Think about this: you’re online with the team, or even in a room with a few people, talking about options for your business. And then AI pipes up!
It’s about to be a reality, with tools that bring the products of neural nets into the spaces where people talk and think together.
At the recent gathering I organized, we heard from Eric Gunther an MIT graduate and designer who is putting together a project called Colaj, that will allow a real time AI system to participate in human brainstorming sessions. SOSO, the ‘digital experience design firm’ he cofounded, has increasingly integrated AI into their experiential installations.
“Our vision is this: a world in which design and technology work hand in hand, to unlock our collective creative potential and bring us closer to ourselves, each other, and the planet,” Eric said.

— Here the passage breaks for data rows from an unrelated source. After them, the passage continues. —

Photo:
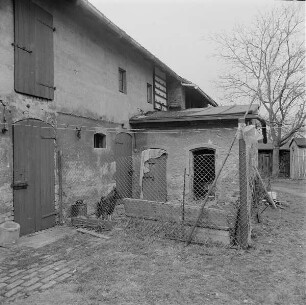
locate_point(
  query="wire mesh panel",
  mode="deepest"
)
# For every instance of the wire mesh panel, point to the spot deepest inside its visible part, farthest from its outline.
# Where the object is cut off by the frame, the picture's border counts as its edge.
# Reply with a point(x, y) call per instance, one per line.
point(203, 172)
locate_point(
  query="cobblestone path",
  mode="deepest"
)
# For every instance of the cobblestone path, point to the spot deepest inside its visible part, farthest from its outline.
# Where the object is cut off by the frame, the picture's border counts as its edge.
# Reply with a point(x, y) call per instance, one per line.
point(30, 270)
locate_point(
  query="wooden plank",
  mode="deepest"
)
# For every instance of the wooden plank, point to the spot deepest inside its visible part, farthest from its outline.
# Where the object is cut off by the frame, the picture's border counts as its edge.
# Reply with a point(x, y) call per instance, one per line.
point(152, 210)
point(270, 200)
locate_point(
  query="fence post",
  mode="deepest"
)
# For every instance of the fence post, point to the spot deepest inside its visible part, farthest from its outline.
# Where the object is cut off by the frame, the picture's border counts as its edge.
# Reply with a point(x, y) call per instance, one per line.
point(60, 186)
point(244, 211)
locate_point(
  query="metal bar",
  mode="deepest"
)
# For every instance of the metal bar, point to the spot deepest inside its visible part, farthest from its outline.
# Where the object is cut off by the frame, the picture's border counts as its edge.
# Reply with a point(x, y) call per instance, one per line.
point(210, 190)
point(243, 220)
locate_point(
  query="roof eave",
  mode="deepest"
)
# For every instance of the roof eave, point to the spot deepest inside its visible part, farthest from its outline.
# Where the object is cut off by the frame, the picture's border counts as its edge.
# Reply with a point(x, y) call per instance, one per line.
point(187, 118)
point(123, 35)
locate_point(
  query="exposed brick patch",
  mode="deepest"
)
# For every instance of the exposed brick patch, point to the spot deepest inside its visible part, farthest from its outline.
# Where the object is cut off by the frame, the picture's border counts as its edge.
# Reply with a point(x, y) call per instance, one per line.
point(3, 279)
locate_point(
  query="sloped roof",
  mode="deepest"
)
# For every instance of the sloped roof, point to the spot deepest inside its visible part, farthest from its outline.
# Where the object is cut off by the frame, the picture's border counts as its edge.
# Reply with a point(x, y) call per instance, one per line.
point(133, 43)
point(208, 113)
point(300, 142)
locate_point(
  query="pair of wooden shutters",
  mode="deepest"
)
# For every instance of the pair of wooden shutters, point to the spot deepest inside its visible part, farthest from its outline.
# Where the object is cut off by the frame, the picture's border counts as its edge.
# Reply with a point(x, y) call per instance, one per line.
point(34, 58)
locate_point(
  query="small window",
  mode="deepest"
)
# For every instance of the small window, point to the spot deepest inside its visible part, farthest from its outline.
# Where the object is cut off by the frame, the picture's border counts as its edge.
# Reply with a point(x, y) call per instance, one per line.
point(99, 140)
point(149, 93)
point(122, 80)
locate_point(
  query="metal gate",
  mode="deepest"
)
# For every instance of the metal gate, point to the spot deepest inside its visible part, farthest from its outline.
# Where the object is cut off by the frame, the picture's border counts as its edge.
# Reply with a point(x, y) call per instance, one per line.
point(33, 181)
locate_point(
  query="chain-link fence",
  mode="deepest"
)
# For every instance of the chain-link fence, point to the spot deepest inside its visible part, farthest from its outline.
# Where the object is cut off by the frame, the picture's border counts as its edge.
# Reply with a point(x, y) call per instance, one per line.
point(211, 198)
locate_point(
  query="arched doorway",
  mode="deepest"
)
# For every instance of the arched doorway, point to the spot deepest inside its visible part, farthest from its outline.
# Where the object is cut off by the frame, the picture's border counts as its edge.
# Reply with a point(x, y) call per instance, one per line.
point(204, 170)
point(33, 181)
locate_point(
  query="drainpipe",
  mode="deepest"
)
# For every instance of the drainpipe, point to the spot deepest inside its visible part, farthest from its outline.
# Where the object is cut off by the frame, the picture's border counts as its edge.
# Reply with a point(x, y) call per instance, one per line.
point(197, 88)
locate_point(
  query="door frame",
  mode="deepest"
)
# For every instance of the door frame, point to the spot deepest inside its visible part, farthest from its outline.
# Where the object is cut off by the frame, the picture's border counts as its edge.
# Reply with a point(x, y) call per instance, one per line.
point(54, 158)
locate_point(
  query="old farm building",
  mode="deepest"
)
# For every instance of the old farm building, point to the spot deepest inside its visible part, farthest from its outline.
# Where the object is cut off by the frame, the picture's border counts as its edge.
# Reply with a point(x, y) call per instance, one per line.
point(72, 84)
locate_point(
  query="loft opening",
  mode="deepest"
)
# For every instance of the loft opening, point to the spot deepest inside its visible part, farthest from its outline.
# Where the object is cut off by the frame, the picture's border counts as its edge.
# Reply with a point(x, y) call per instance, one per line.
point(204, 171)
point(99, 140)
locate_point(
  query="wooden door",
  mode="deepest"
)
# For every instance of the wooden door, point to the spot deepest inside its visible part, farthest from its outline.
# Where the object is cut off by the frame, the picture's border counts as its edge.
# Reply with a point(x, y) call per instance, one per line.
point(124, 164)
point(284, 163)
point(154, 183)
point(33, 183)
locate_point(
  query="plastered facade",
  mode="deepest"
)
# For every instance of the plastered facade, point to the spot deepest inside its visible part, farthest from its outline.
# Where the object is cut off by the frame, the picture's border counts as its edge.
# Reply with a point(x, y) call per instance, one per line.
point(86, 62)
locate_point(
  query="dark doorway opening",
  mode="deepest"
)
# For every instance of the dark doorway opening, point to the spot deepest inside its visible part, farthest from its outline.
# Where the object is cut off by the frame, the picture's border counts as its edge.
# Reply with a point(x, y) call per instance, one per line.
point(203, 171)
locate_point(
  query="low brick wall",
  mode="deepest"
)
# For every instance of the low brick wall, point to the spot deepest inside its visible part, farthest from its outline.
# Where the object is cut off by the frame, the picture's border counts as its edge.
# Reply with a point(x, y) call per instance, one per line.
point(215, 225)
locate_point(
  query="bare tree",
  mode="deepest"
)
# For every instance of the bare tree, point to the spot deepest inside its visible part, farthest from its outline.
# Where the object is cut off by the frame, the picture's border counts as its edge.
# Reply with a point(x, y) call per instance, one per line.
point(267, 63)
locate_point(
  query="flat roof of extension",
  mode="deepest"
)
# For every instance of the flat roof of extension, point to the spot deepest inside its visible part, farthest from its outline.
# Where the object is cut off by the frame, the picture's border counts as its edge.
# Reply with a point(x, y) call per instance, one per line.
point(196, 114)
point(85, 4)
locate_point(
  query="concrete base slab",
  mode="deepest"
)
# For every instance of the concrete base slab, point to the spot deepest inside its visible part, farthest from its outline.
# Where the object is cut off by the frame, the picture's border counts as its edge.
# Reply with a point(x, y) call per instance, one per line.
point(46, 237)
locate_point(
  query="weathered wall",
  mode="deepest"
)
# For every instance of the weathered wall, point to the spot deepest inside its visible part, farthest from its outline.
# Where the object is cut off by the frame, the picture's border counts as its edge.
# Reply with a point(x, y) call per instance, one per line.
point(86, 62)
point(176, 95)
point(88, 172)
point(178, 143)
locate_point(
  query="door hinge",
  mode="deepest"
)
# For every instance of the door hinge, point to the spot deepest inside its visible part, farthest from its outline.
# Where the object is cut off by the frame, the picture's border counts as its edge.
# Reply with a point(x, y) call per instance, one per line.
point(21, 48)
point(49, 215)
point(47, 25)
point(50, 87)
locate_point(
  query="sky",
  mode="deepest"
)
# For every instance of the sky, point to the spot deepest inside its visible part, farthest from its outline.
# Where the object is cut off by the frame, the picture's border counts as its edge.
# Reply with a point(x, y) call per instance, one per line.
point(179, 32)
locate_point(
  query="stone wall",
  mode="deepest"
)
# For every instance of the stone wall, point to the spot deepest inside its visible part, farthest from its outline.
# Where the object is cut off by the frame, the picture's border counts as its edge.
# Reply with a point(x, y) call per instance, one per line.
point(86, 62)
point(179, 144)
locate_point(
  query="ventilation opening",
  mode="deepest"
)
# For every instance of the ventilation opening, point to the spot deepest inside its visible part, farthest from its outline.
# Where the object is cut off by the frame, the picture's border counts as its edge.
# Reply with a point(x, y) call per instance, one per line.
point(203, 171)
point(99, 140)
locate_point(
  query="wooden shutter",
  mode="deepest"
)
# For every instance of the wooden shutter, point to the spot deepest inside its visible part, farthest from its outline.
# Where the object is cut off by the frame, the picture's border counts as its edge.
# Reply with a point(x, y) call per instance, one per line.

He suggested changing the way that we think about AI, moving from a human-computer interaction, to a framework of AI “sparking, strengthening and supporting” human-to-human interactions.
“The real magic has (happened), and always will happen, when people come together to collaborate, to create, and above all, to connect with each other,” he said. “It’s where the hardest problems are solved.”
His firm is working on how to use AI to unlock this group potential. The tool will listen to and participate in human discussions around strategy, design, and problem solving. He stressed the importance of security and privacy to the venture.
“I also see that this idea of AI listening to people is going to become increasingly normalized and accepted with the next generation,” he said.
So what does it look like?
Eric described a virtual whiteboard full of ideas, images and questions. A system of color-coded “stickies,” he said, shows which ideas were generated by humans, and which ones came from the machine, so to speak.
“First, we have to get the people in the room and the AI on the same page,” he said, describing how the AI can help to visualize conversation, draw down ideas, and work with the “empty page” problem, which is essentially, in many ways, just like writer’s block: when you have infinite options at your fingertips, where do you start? That may end up being a big part of how this technology is disruptive.
But there’s more: Eric painted a picture of a scenario where the AI can say things that humans might be afraid to utter.
“AI can act as that wild-eyed, uninhibited brainstorm participant that is unafraid to throw … far-out ideas on the table,” he said.
Here’s another interesting part of how this tech works: we are used to humans being “prompt engineers,” controlling AI and stimulating it to get results. What if, by switching around those roles, we get to a place where AI can prompt a group of humans to instigate and unlock their creativity?
Think about that for a minute…
As for fears around job displacement, Eric again reiterated that the goal is to give humans agency in processes, and not take the human in the loop out of the picture: instead, to embrace and augment the ability of a group to solve problems.
“Let’s ask AI, in this moment, to make us more human, not less human,” he said, citing human capacity for emotions, empathy, vulnerability, joy and connection. “We want to double down on the qualities that are still uniquely human.”
What do you think? Where is AI going to take us as it rolls up to the table to offer its own ideas? Or is that the wrong framework? I guess it’s more like a journey that humans and machines will take together.